En violant la lettre et l’esprit de l’accord de la Saint-Sylvestre, par rapport au délai de la tenue d’élections, la Centrale électorale complique davantage le processus qui risque de devenir interminable. En effet, la Céni a débuté l’enrôlement des électeurs le 31 juillet 2016, avec l’option d’enrôler même les mineurs de 16 ans. Avec cette modalité, la Céni devrait organiser les élections au plus tard dans les deux années qui suivent pour éviter une nouvelle catégorie de nouveaux majeurs non-enrôlés.

C’est raté. Dès le 31 juillet 2018, la RDC va commencer à compter ses premiers nouveaux majeurs non enrôlés. Le nouveau calendrier de la Céni prévoit le scrutin direct combiné de la présidentielle et des législatives nationales et provinciales, le dimanche 23 décembre 2018. Outre ces élections, tous les Congolais âgés au moins de 18 ans doivent également participer, le dimanche 22 septembre 2019, à l’élection des conseillers communaux et des secteurs/chefferies.

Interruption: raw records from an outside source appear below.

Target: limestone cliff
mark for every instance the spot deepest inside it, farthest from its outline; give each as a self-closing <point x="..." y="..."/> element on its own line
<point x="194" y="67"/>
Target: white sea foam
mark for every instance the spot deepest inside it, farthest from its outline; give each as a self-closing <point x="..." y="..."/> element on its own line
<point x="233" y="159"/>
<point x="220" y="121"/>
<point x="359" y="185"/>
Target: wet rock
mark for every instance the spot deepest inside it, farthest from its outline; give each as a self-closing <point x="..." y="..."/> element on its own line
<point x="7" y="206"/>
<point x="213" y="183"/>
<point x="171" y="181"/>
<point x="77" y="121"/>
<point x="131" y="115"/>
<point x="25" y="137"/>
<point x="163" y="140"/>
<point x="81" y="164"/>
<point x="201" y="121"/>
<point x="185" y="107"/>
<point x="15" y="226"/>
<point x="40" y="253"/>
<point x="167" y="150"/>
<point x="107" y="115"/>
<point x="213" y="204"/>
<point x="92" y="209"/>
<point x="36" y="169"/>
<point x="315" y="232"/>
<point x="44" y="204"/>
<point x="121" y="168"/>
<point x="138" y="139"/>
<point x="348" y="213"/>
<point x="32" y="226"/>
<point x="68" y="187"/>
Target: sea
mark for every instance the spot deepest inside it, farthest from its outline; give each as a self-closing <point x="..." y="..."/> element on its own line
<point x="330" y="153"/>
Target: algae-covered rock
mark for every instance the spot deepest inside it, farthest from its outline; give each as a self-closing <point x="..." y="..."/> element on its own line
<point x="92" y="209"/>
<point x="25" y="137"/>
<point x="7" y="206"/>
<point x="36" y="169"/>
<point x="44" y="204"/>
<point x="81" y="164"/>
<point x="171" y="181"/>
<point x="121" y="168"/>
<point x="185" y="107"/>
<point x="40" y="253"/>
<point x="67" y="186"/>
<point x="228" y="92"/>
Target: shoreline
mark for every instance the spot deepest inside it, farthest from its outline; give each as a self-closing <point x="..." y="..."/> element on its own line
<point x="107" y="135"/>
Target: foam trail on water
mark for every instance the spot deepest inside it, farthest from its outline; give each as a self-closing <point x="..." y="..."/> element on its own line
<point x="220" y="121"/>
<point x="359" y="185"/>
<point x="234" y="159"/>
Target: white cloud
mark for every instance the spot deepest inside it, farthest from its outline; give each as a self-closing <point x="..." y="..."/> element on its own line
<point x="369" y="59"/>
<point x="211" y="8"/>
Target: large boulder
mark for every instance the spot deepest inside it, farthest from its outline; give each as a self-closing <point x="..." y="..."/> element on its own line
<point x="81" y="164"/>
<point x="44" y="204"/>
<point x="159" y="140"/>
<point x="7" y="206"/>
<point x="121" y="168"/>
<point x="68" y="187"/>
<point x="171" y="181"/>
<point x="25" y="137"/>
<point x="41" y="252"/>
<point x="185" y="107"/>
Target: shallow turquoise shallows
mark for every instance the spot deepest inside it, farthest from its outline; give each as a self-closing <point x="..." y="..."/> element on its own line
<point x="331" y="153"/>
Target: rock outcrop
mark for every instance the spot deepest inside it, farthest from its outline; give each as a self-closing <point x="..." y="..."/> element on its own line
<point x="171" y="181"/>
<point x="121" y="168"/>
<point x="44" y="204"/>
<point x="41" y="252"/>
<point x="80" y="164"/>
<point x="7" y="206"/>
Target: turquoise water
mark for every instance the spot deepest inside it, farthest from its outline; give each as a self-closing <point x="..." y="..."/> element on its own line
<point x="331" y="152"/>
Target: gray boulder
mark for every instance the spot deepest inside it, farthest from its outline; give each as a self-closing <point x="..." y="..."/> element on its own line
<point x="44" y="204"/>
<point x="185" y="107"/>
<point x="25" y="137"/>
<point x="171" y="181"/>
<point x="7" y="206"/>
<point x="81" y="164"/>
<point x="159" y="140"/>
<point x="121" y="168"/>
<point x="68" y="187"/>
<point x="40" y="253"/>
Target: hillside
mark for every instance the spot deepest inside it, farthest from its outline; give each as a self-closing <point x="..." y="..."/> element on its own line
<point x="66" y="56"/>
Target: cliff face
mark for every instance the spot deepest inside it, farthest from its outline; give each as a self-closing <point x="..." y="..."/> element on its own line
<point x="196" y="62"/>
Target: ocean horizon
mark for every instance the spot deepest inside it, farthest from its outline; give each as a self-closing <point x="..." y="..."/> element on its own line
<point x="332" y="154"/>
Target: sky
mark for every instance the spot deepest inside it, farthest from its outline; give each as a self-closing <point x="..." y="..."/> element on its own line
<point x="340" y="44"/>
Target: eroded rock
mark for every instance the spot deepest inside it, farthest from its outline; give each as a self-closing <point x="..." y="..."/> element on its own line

Dès lors, il s’avère que des milliers de jeunes âgés de 18 ans ne seront pas en mesure de voter ni aux premières élections de décembre 2018, encore moins à celles de septembre 2019. Toute la question est de savoir si le nombre de nouveaux majeurs non enrôlés seront négligeable ou important. Sachant que la Majorité présidentielle exploite en sa faveur tous les facteurs qui feraient retarder les élections, il y a lieu de craindre que le problème d’enrôler les nouveaux majeurs se pose avant la tenue de la prochaine présidentielle de décembre 2018.

En cas de glissement de ce calendrier électoral, chaque jour qui passe va gonfler le rang de nouveaux majeurs non enrôlés. Si le nombre de nouveaux majeurs non enrôlés atteint les 4 ou 5 millions, selon les estimations, il est à craindre que la MP souscrive à de nouvelles opérations d’enrôlement sur l’ensemble du pays. Dès lors, la RDC va rentrer dans un cycle électoral interminable.